Ana Maria Miranda held back tears while narrating how her children at Monte Calvario Elementary School received their gifts from a power firm—backpacks with five notebooks and pencils.
National Grid Corp. of the Philippines (NGCP) distributed the school supplies to pupils in Barangay (village) Monte Calvario in Buhi, Camarines Sur, and in other areas where its transmission towers are found, in line with its corporate social responsibility program.
Miranda, who looks older than her actual age at 45, considered the small items a big help to her children who are in Grades 3, 4 and 5. She said she could afford to buy only three of the required 10 notebooks for each of them.
“We are subsisting from farming. I told my children to divide the three notebooks they have into different subjects for the meantime as I still have to find ways to earn money to buy the remaining notebooks,” she said.

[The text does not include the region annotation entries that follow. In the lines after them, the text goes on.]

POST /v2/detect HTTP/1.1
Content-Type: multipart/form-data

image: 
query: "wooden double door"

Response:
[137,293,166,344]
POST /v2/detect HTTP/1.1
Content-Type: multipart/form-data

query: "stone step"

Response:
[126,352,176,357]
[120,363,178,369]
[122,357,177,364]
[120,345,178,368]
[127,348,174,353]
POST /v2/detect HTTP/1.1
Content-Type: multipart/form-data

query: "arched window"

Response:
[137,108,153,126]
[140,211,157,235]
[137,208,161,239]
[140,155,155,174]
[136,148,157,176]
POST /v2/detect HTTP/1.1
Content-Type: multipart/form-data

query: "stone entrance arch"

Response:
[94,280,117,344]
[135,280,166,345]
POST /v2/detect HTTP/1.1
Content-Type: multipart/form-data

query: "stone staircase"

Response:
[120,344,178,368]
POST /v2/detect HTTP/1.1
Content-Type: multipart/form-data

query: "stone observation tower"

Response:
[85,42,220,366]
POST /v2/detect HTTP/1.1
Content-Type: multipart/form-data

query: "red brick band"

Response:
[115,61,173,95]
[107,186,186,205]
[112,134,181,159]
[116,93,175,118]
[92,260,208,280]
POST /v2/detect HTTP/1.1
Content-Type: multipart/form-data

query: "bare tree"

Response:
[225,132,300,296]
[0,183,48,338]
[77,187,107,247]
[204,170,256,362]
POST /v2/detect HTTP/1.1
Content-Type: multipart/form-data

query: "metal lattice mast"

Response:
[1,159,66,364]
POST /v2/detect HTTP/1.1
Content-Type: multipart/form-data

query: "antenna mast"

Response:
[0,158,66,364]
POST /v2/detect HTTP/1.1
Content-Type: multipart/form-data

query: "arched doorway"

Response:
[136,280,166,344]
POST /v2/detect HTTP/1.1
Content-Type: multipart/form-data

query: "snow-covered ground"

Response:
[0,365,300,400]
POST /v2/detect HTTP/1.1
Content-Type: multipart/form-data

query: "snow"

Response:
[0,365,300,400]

Miranda has nine children and is married to a poor man. Their family lives in a village that is an hour-and-a-half’s walk to school.
Another mother, Alma Competente, was just as grateful for the school supplies from NGCP. Now, she just needed to buy only half of the 10 notebooks for her child in Grade 4.
Miranda and Competente were among the parents of some 500 pupils who attended the Balik Eskwela Program in Monte Calvario.
Nelson Bautista, spokesperson of NGCP, said the Balik Eskwela was a nationwide company program, which provides notebooks, pencils and bags for schoolchildren based on a “needs” survey it conducted.
The notebooks are customized to provide information regarding safety tips for people living within the vicinity of high-voltage transmission towers. Bautista said the safety tips were included following cases of electrocution in areas where the towers are found.
“We want to make the residents feel that we are not only committed to improve the reliability of our transmission service but also to let them know that we value them in all aspects,” he said.
Bautista said the distribution of school supplies in Monte Calvario was the last leg of their program in Camarines Sur. A similar activity took place at Del Rosario Elementary School in Naga City, also in the province.